Sarah M. Espinoza, Marla E. Eisenberg, Alina Levine, Iris W. Borowsky, Daheia J. Barr-Anderson, Melanie M. Wall, and Dianne Neumark-Sztainer

Background: We investigated the percentage of insufficiently active adolescents who became young adults meeting moderate to vigorous physical activity (MVPA) guidelines. We also explored adolescent psychosocial and environmental factors that predicted MVPA guideline adherence in young adulthood. Methods: Participants included N = 1001 adolescents (mean age = 14.1 y) reporting < 7 hours per week of MVPA and followed (8 y later) into young adulthood through Project EAT. We examined mean weekly hours of MVPA, MVPA change between adolescence and young adulthood, and the proportion of participants meeting MVPA guidelines in young adulthood. With sex-stratified logistic regression, we tested 11 adolescent psychosocial and environmental factors predicting meeting MVPA guidelines in young adulthood. Results: Overall, 55% of insufficiently active adolescents became young adults meeting MVPA guidelines. On average, participants reported 3.0 hours per week of MVPA, which improved to 3.8 hours per week in young adulthood.
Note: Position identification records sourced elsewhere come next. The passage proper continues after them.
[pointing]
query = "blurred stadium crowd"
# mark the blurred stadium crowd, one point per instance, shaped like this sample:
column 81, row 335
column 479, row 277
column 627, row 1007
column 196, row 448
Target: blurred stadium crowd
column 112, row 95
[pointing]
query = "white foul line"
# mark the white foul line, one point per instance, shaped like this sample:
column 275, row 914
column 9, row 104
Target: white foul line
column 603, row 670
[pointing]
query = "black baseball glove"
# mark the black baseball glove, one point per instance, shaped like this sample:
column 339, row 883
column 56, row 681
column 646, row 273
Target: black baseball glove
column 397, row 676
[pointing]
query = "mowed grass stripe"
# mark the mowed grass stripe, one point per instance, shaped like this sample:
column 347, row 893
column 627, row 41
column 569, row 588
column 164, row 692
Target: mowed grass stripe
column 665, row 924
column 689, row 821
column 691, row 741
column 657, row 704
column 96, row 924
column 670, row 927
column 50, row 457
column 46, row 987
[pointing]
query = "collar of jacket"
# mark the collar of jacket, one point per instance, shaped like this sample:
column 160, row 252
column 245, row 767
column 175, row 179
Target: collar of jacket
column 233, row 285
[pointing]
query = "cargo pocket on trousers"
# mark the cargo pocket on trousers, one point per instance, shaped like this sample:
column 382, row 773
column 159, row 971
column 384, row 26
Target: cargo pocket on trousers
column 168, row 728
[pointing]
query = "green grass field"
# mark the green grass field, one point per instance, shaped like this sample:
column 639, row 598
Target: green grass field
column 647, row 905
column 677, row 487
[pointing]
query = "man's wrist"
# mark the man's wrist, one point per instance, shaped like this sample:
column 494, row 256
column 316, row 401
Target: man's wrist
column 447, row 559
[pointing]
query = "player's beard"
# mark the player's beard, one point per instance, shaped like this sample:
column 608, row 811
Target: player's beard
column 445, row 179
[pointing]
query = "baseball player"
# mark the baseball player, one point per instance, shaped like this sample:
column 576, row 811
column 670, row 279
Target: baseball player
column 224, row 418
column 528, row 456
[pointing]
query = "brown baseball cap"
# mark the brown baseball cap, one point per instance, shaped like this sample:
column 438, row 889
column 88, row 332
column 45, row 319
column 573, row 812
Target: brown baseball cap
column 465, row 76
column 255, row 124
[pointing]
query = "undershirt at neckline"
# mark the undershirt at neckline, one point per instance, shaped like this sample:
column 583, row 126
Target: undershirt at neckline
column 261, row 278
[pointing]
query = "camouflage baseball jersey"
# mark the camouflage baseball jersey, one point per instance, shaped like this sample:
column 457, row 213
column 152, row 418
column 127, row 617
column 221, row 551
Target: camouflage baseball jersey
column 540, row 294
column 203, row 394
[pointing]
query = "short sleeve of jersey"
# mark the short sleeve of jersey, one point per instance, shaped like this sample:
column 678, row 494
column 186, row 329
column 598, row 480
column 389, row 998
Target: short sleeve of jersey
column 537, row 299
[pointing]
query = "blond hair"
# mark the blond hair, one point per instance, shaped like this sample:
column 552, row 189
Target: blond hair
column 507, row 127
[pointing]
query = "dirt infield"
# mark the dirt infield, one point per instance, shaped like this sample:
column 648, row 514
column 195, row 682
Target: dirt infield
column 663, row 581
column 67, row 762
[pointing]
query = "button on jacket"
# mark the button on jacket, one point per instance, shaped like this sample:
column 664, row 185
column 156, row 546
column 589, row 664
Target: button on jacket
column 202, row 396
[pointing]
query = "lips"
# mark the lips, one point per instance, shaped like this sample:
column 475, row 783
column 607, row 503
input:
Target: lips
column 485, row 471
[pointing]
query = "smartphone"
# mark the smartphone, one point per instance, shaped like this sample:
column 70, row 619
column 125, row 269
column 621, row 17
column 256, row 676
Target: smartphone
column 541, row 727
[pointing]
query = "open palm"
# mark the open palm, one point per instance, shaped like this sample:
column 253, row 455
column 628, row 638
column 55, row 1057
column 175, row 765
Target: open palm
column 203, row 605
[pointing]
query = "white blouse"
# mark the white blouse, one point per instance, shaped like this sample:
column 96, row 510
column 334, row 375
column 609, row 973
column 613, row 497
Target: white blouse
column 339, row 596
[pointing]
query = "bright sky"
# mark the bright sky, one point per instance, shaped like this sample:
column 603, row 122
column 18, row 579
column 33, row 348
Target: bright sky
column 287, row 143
Among female participants, higher MVPA in adolescence and stronger feelings of exercise compulsion predicted greater odds of meeting adult MVPA guidelines (odds ratioMVPA = 1.18; odds ratiocompulsion = 1.13). Among female and male participants, perceived friend support for activity in adolescence predicted greater odds of meeting adult MVPA guidelines (odds ratiofemale = 1.12; odds ratiomale = 1.26). Conclusions: Insufficiently active adolescents can later meet adult guidelines. Interventions that increase perceived friend support for activity may benefit individuals across development.